My local police authority is made up of 17 members, half of whom are elected councillors, and the remainder are made up of 4 magistrates, a former headteacher and a Chief Executive of a charity among others. This strikes me as a fairly reasonable – if arbitrary – collection of people to help to represent the wider community. They are certainly no more or less representative than the average academy governing body.
And yet, in three weeks time that collective authority – with its shared and collective responsibility – will be replaced by a single politician. Firstly, I still don’t really understand the rationale for the change from corporate to individual responsibility. As far as I’m aware, from government, to the BBC, to big business, every other large organisation has a board of some sort to strike strategic direction, so this change seems odd to me. But more importantly, of all the large organisations in our society, one of those which I would most want to protect from political interference is the police service.

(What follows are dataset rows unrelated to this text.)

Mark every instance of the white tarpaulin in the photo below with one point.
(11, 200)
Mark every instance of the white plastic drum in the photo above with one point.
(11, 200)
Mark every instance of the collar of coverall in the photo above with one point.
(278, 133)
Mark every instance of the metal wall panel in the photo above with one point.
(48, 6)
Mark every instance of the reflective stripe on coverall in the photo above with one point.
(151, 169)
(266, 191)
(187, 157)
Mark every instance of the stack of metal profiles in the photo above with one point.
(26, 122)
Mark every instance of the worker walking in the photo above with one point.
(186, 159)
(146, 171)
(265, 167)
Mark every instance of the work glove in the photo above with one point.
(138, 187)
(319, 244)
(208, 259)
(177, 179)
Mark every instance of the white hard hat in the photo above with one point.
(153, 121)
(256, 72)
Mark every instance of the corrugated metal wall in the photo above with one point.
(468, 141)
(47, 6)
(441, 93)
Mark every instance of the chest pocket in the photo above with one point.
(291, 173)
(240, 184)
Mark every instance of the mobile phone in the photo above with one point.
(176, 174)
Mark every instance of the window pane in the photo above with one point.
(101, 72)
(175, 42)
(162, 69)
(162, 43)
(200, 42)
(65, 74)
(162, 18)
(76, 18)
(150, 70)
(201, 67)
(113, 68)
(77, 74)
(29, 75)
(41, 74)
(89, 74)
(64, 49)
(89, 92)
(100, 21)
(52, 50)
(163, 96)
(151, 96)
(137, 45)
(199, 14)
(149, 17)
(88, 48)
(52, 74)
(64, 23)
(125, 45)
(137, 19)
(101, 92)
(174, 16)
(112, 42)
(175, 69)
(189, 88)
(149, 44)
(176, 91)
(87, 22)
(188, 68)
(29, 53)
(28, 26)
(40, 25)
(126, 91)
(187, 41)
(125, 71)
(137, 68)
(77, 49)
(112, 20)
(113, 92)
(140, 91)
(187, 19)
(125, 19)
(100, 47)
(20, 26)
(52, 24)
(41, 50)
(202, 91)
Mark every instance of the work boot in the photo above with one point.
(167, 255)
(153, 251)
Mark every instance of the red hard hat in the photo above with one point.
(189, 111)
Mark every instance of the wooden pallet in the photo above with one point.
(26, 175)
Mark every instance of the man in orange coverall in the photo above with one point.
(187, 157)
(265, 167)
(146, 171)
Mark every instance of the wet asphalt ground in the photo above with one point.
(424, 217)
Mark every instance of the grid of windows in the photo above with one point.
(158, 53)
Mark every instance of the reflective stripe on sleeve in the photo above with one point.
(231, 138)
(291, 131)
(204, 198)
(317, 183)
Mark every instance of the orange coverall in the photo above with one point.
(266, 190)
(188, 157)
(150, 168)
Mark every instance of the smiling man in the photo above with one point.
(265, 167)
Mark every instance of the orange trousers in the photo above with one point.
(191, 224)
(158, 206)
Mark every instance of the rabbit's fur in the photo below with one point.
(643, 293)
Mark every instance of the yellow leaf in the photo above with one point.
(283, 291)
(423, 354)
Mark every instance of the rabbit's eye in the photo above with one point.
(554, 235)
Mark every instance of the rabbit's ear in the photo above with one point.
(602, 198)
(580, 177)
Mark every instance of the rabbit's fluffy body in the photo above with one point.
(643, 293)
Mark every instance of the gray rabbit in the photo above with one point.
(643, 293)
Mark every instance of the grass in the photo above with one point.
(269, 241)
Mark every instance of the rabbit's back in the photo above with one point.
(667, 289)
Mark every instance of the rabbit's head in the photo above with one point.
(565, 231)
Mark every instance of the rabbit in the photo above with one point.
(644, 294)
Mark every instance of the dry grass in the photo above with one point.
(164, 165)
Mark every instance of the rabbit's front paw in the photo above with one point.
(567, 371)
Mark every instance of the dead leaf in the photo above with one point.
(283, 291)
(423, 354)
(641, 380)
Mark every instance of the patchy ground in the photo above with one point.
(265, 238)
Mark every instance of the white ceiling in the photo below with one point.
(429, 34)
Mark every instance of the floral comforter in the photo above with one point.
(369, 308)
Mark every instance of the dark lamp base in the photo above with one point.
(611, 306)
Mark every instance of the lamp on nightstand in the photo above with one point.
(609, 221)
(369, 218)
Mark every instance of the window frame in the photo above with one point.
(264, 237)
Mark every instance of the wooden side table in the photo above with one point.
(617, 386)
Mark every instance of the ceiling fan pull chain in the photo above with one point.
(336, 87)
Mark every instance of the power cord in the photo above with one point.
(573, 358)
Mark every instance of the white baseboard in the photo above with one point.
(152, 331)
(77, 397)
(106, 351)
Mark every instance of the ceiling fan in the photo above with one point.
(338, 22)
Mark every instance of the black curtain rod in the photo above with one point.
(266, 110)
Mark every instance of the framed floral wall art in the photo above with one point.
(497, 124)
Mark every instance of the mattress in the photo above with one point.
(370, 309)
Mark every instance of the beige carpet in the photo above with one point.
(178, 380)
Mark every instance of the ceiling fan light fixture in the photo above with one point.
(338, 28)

Nevertheless, from next month I have to decide whether I want to participate in the selection of a candidate from the narrow range of politicians on offer, or to absent myself from the electoral process.
But I don’t know anything about crime, much less about crime prevention, detection or management. And more to the point, it suits me quite well to leave the organisation of such things to people who do. Part of my instinct – like so many of us – is to think that more ‘bobbies on the beat’ is A GOOD THING. But like so many other things so deemed, I also know that the reality is that policing is far more complex than that.
I don’t want this choice. I am not qualified to make this choice – and more to the point, I am unconvinced that any of those standing are qualified to act upon such a choice.
I don’t get a choice about whether such a system is brought in, it seems. But in the absence of any other method of expressing my discontent, I shall do the only thing I can. Pain me as it does to opt out of the civic process, I shall attend my polling station, collect my paper, and spoil it.
And I hope it will be counted among many such forms.